No samples were available for velocity determinations in the uppermost two basement Units. Velocities in basement Unit 3, a crystal-vitric tuff has low velocities, with values between 2590 and 2792 m/s (Fig. F91).
Basement Units 4 and 5 are sanidine-phyric trachytes, their velocities decrease from 4770 m/s in the upper part to 3322 m/s in the lower part. Velocities in the bottom of basement Units 6 to 17 typically range from 3500 to 4600 m/s, with few values >5000 m/s. The trachyandesite and trachyte of the lowermost basement Units 18 and 19 have velocities similar to those of the overlying basalts. However, basement Unit 18 appears to show a trend of decreasing velocity (Fig. F91D), corresponding to the inverse trend in both grain densities and porosity (Fig. F91B, F91C). In the upper half of basement Unit 19, velocities increase from ~4000 to >5000 m/s, whereas grain densities are uniform, suggesting a constant mineralogical composition for the rocks. Discrete velocity determinations generally show higher values than the values obtained from downhole logging (Fig. F98). This is expected at the top of the hole as a result of enlargement caused by the drilling procedure and wiper trip. Below ~575 mbsf, the hole was not logged, but in the basement units above this depth the data somewhat agree (see "Downhole Measurements").
Velocity anisotropy in sedimentary Units I through III is negligible, typically <4%. Two samples from Unit IV, however, exhibit velocity anisotropy as high as 16% (Table T15).
We determined thermal conductivities for soft sediment cores and basement rocks, although we could not determine thermal conductivity in cores recovered in the lower part of Unit II and/or in Units III to V (Fig. F93; Table T16). Thermal conductivity values for sediments from Units I and II are commonly between 0.8 and 1.1 W/(m·K), with a mean value of 0.9 W/(m·K), and show little scatter. For the basement units, thermal conductivity values vary widely, from a low value of 0.7 W/(m·K) to a value as high as 3.7 W/(m·K) (Table T16).
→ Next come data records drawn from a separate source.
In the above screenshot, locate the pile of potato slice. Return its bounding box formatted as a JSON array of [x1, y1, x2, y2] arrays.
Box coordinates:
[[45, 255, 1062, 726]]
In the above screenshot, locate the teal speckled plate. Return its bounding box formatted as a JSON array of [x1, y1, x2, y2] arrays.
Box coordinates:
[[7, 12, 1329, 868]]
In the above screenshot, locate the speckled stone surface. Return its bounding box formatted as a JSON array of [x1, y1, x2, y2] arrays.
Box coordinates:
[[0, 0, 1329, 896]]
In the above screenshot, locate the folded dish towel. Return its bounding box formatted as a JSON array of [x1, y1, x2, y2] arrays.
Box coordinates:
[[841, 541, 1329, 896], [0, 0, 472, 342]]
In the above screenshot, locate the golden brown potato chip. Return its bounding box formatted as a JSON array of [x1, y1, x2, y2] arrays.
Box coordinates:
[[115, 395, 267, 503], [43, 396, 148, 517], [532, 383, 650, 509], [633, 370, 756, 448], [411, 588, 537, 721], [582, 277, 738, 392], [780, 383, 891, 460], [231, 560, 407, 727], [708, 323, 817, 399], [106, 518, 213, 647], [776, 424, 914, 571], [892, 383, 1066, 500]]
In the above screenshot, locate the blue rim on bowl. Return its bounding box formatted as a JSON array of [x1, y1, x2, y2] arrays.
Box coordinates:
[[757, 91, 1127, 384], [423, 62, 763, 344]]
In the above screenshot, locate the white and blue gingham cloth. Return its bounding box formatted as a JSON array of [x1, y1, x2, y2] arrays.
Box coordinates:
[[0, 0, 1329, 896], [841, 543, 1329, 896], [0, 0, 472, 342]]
We obtained the lowest value (0.7 W/[m·K]) from a highly fractured basalt piece (within Unit 14) in interval 183-1139A-67R-5, 45-55 cm (638.65 mbsf), and the highest value (3.7 W/[m·K]) was in a plagioclase-phyric trachyte in basement Unit 4 in interval 183-1139A-60R-2, 14-26 cm (567.34 mbsf).
Although data are scattered, thermal conductivity values in the basement units appear to have a C-shaped trend, from a relative high value of 1.8 W/(m·K) at a depth of 556.7 mbsf to a low value 0.7 W/(m·K) at ~639 mbsf, followed by an average high value of 2.2 W/(m·K) at ~690 mbsf (Fig. F93). The trend seems to follow the same trend as the natural gamma-ray profile (Fig. F92). Despite the highly variable values, the mean value of thermal conductivity in the basement Units is 1.7 W/(m·K), similar to values in basement rocks at other Leg 183 sites.
Trends in index properties and MST measurements, coupled with changes in compressional wave velocity and thermal conductivity, compare well with the lithologic units and logging data for Hole 1139A. The overall downhole trends in index properties and changes in velocity gradients define several intervals with distinct physical properties. Variations in the physical properties of the sediments and rocks recovered at Site 1139 are the combined result of changes in lithology, depth of burial, diagenesis, and/or alteration.